Aku menelan getir di tenggorokan. Tenggorokan yang terasa kering seolah menelan bara api. Pilihan macam apa ini? Pilihan yang bahkan bukan benar-benar pilihan. Karena apapun jawabanku… aku tetap kalah.

Aku bisa saja menolak. Tapi aku tahu persis konsekuensinya.

Keluargaku. Ibuku. Adikku. Hidup mereka akan tamat dalam sekejap hanya karena ulah ayah yang bodoh dan serakah itu.

Tapi menerima?

Itu artinya aku menyerahkan seluruh harga diriku… pada pria sekejam Arzandra Adrasta.

"Satu malam," lanjutnya, senyumnya tipis penuh jebakan. "Untuk memutuskan. Datang padaku… atau bersiap kehilangan segalanya."

Dan saat itu, aku benar-benar paham…

Dunia ini memang tidak pernah adil untuk orang kecil sepertiku.

Terutama… ketika lawanmu adalah Arzandra Adrasta.

PCTA 2

Langit senja mulai meredup saat Rania melangkah gontai menuju ke rumahnya. Setiap langkah terasa berat, seolah dunia menimpakan seluruh bebannya di pundak. Begitu memasuki rumah, Rania langsung menuju ke dalam kamarnya tanpa menyapa siapapun. Pintu kamarnya ditutup rapat, mengisolasi dirinya dari dunia luar.

Di dalam kamar yang remang remang, Rania berdiri terpaku menatap bayangannya sendiri di cermin. Kedua matanya sembab dan wajahnya pucat pasi, mencerminkan badai emosi yang berkecamuk di dalam dirinya.

Perlahan ia merosot ke lantai, punggungnya bersandar pada dinding kamarnya yang dingin. Air mata yang sejak tadi tertahan, akhirnya mengalir deras membasahi pipinya.

Tangannya meraih bingkai foto di meja kecil sebelah tempat tidur. Sebuah foto keluarga yang diambil beberapa tahun lalu, saat semuanya masih terasa normal. Rania menelusuri wajah wajah yang ada di dalam foto itu dengan ujung jarinya, merasakan nostalgia yang menusuk hati.

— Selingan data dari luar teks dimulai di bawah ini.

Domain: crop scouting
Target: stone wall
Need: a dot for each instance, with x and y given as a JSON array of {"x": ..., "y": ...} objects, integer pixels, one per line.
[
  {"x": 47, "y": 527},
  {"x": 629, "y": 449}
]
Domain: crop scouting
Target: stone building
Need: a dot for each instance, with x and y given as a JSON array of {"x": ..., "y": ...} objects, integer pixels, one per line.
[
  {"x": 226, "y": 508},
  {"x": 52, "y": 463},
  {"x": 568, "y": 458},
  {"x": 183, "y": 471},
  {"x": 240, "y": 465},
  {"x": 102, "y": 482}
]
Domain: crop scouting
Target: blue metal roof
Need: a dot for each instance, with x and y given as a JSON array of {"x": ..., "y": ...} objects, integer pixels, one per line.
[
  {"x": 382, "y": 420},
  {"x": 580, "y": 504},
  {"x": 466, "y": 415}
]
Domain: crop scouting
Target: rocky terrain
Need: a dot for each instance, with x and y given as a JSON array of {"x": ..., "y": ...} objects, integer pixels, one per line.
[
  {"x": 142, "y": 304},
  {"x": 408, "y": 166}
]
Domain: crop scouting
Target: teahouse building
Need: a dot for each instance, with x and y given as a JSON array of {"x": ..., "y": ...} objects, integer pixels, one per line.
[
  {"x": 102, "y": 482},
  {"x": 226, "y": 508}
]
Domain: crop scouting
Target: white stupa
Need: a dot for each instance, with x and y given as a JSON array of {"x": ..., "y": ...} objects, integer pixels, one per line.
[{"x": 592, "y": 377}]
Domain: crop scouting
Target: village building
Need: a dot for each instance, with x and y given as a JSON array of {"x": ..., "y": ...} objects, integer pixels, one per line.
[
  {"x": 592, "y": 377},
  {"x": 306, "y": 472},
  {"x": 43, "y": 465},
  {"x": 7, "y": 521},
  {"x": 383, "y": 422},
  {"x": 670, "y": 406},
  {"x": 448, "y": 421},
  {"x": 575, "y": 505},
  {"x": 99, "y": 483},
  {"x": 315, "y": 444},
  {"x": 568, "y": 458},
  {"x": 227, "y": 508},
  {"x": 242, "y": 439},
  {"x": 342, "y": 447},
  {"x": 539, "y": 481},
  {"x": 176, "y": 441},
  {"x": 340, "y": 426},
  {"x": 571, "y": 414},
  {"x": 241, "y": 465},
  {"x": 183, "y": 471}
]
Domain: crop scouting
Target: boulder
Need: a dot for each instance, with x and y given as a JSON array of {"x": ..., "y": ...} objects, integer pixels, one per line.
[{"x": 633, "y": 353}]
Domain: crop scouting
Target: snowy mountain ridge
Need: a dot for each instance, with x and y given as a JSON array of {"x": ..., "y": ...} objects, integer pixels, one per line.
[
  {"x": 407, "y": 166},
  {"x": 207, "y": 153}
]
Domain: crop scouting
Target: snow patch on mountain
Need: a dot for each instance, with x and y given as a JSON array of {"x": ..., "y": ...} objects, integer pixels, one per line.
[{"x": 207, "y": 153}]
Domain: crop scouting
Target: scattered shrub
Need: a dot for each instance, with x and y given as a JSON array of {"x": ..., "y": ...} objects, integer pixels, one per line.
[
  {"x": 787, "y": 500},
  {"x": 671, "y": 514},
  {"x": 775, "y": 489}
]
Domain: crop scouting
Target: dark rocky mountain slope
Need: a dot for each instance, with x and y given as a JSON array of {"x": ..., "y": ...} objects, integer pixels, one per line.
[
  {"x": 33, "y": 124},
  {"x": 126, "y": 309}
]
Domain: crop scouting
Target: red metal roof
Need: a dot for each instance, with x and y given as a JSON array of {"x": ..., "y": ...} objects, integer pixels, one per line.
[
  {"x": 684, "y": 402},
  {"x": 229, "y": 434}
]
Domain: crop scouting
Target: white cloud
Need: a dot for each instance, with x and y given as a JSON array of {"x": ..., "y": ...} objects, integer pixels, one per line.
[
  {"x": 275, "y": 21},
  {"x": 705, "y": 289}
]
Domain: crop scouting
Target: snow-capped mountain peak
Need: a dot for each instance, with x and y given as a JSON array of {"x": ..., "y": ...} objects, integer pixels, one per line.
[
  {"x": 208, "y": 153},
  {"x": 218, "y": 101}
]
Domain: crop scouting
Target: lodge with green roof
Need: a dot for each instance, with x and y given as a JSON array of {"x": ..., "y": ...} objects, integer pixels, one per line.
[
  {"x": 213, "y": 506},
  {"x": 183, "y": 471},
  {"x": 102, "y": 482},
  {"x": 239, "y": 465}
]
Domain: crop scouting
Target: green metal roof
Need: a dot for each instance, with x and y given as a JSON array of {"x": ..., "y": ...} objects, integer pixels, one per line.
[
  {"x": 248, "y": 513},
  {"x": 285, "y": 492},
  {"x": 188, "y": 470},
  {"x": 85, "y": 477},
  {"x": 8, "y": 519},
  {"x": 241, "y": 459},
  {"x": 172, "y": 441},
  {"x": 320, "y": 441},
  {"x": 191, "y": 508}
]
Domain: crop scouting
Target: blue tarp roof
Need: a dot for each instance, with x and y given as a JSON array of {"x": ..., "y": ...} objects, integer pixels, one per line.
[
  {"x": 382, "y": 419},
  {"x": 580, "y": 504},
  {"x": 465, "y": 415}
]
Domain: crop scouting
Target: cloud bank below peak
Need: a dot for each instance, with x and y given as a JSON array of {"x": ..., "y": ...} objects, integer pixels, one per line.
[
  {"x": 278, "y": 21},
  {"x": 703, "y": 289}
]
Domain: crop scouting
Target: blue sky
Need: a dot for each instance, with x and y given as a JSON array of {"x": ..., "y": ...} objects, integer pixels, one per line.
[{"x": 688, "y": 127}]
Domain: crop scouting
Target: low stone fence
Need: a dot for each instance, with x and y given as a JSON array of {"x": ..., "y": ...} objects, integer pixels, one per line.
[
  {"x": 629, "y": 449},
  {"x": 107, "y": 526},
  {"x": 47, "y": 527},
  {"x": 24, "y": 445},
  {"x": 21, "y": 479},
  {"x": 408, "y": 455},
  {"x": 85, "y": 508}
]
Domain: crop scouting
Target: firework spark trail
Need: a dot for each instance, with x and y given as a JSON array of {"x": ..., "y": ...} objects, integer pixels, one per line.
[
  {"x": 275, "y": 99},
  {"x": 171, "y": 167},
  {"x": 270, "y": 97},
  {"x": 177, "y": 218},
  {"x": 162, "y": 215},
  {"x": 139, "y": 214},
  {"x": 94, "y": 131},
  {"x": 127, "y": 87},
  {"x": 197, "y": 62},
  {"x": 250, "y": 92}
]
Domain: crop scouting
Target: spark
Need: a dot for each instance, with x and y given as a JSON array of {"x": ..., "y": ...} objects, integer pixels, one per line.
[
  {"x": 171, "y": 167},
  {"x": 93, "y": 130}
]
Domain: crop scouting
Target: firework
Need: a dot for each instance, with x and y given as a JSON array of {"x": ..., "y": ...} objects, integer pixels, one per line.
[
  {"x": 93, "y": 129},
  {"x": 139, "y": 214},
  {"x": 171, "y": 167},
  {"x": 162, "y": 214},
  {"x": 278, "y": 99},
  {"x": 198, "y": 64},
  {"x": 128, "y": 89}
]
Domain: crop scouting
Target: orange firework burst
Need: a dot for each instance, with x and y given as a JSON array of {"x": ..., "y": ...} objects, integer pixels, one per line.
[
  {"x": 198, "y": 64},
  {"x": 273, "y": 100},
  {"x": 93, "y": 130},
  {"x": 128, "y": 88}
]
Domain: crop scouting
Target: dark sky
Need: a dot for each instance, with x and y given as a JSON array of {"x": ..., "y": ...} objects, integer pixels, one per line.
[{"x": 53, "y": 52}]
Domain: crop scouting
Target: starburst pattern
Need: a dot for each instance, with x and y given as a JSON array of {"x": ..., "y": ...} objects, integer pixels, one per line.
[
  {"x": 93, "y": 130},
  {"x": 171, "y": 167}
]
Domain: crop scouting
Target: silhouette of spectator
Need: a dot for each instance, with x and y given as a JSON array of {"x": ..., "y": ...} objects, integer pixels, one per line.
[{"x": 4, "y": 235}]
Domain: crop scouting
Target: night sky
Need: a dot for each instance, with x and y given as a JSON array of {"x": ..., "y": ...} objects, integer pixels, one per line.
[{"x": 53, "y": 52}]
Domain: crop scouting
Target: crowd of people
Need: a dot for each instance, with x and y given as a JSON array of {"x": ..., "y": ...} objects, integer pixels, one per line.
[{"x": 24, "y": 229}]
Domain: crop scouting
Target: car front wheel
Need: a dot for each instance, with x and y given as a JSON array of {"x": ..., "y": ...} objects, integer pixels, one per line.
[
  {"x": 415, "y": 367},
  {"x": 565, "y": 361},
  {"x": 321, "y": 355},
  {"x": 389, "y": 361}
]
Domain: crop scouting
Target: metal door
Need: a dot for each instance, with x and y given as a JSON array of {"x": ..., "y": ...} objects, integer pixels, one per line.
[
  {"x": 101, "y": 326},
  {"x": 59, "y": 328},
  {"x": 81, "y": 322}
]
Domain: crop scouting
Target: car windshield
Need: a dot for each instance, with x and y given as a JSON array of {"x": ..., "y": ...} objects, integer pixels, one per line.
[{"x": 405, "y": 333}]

Suara hatinya berbisik lirih, "Kenapa hidupku menjadi segelap ini ya tuhan? Kenapa harus aku yang mengalami semua ini?"

Malam itu terasa begitu panjang, Rania terjebak dalam pusaran pikirannya sendiri, mengingat kembali pertemuannya dengan Arzandra Adrasta. Ancaman pernikahan paksa dan pemasangan chip pelacak di tubuhnya membuat Rania merasa seperti burung dalam sangkar emas. Kebebasannya direnggut tanpa ampun.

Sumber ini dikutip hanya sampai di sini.